[cvsnt] Re: UTF conversion issues after upgrade to 2.0.34

Wed Apr 7 23:31:55 BST 2004

Olaf Groeger wrote:
> http://www.unicode.org/faq/utf_bom.html#28). To have an example out of my
> work: We save content of a database in CVS. In the DB the unicode string
> has not BOM and when we save it to file and put it to CVS we don't add a
> BOM. All four variations are fully legal.

If you're saving the DB to a file the context is lost, so you should use a 
BOM.  Otherwise it's just a binary file, not unicode text file.
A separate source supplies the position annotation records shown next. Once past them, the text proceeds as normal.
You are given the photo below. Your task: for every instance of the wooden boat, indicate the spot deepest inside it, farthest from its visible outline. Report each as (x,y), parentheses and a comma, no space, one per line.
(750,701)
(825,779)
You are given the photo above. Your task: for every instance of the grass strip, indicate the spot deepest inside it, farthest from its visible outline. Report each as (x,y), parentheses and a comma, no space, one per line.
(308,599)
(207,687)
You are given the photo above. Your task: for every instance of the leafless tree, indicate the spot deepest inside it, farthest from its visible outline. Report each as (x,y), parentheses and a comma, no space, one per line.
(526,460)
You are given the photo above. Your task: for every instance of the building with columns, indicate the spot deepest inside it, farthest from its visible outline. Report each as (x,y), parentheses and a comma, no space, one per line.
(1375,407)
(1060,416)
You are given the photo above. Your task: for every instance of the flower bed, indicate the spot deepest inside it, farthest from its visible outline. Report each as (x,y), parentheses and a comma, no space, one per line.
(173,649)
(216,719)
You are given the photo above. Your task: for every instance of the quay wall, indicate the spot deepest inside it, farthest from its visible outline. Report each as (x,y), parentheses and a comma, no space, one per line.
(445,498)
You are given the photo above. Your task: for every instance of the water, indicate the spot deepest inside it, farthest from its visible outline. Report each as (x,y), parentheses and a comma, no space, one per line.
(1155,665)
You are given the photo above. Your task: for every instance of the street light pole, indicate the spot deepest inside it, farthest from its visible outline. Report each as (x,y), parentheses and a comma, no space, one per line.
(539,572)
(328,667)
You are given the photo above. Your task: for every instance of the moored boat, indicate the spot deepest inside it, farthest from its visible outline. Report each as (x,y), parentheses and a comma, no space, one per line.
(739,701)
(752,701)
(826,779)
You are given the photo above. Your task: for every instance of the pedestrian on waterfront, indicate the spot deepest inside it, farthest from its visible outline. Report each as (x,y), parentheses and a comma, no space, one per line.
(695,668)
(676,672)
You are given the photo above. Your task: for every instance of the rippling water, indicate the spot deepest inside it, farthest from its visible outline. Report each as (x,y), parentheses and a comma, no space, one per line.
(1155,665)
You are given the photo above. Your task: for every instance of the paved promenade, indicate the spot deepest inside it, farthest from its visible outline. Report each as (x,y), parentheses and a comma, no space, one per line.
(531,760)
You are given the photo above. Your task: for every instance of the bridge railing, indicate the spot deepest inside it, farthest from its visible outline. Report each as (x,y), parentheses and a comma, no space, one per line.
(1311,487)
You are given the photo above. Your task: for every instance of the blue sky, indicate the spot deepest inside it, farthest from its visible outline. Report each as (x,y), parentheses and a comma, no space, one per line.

> What cvsnt seems to do during commit is to cut of the first to bytes where
> it expects to have the BOM. And while checkout/update, it adds "0xFF 0xFE"

Basically the output of a -ku file is always a correct UTF16-LE (Actually 
UCS-2 - UTF16 is just an abstraction and not used in practice) file as this is 
what Windows uses.  Internally it's stored as UTF-8 anyway so there's 
absolutely no difference between the types once it's in the repository (in 
fact if you do update -kkv on the -ku file it'll give you a valid UTF-8 file 
instead).

The ability to checkout into different types may be added someday, but it's 
not there at the moment.  This just requires client-side changes and some more 
-k options.  Support for UCS-4 is needed for a complete implementation.

If you don't have a BOM you get ambiguities, which CVS does its best to 
resolve, but it's not really a supported configuration - an automated tool 
like CVS can't be expected to guess 100% of the time what the file actually is 
(if you have any japanese/arabic/etc. then it's got no chance).

Tony